In the pulse tube refrigerator 1, the compressor 30
Since the regenerator and the regenerator directly required for generating refrigeration are integrally provided by the regenerator 20, the arrangement space can be made smaller than when each regenerator is individually arranged, and the pulse tube The refrigerator 1 can be downsized.

It should be noted that the present invention is not limited to the above-described embodiment, but includes other configurations that can achieve the object of the present invention, and the following modifications are also included in the present invention.
For example, in the above-described embodiment, the lower end of the second pulse tube 33 is cooled by the cooling device 34. However, the present invention that cools one end of the second pulse tube 33 includes a case where the flow path 82 is cooled. Is also included. Further, in addition to cooling the end portion of the second pulse tube 33, a temperature difference from the second pulse tube 33 may be generated by heating the end portion of the cylinder 31 on the flow channel 83 side. Even in such a case, the compressor 30 functions as a thermal compressor, and the object of the present invention can be achieved.

Further, in the above-described embodiment, the structure on the side of the first pulse tube 10 is a conventional double-inlet type.
And the buffer tank 40 may be simply connected to each other by the flow path 85, and the structure is arbitrary.

[0028]

As described above, according to the present invention,
There is an effect that an economically advantageous pulse tube refrigerator can be provided.

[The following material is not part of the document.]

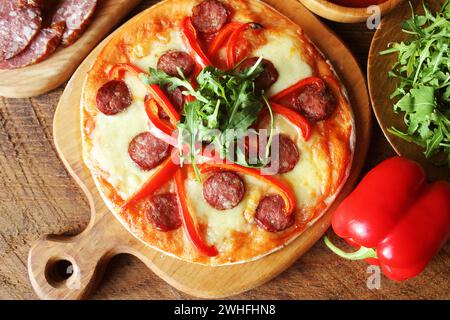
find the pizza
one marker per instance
(215, 131)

[Brief description of the drawings]

FIG. 1 is a schematic diagram showing a pulse tube refrigerator according to one embodiment of the present invention.

[Explanation of symbols]

 DESCRIPTION OF SYMBOLS 1 Pulse tube refrigerator 10 First pulse tube which is a pulse tube 20 Regenerator 30 Compressor 31 Cylinder 32 Piston 33 Second pulse tube which is another pulse tube

Claims (2)

[Claims] 1. A pulse tube refrigerator comprising: a pulse tube; a regenerator connected to a low temperature side of the pulse tube; and a compressor connected to a high temperature side of the regenerator. Is a pulse tube and another regenerator with one end connected in parallel to the regenerator, and a cylinder connected in series between the other end of the other pulse tube and another regenerator. And a mechanically driven piston is provided in the cylinder, and the one end of the another pulse tube is maintained at a lower temperature than the one end of the cylinder. A pulse tube refrigerator. 2. The pulse tube refrigerator according to claim 1, wherein the regenerator and another regenerator constituting the compressor are provided integrally.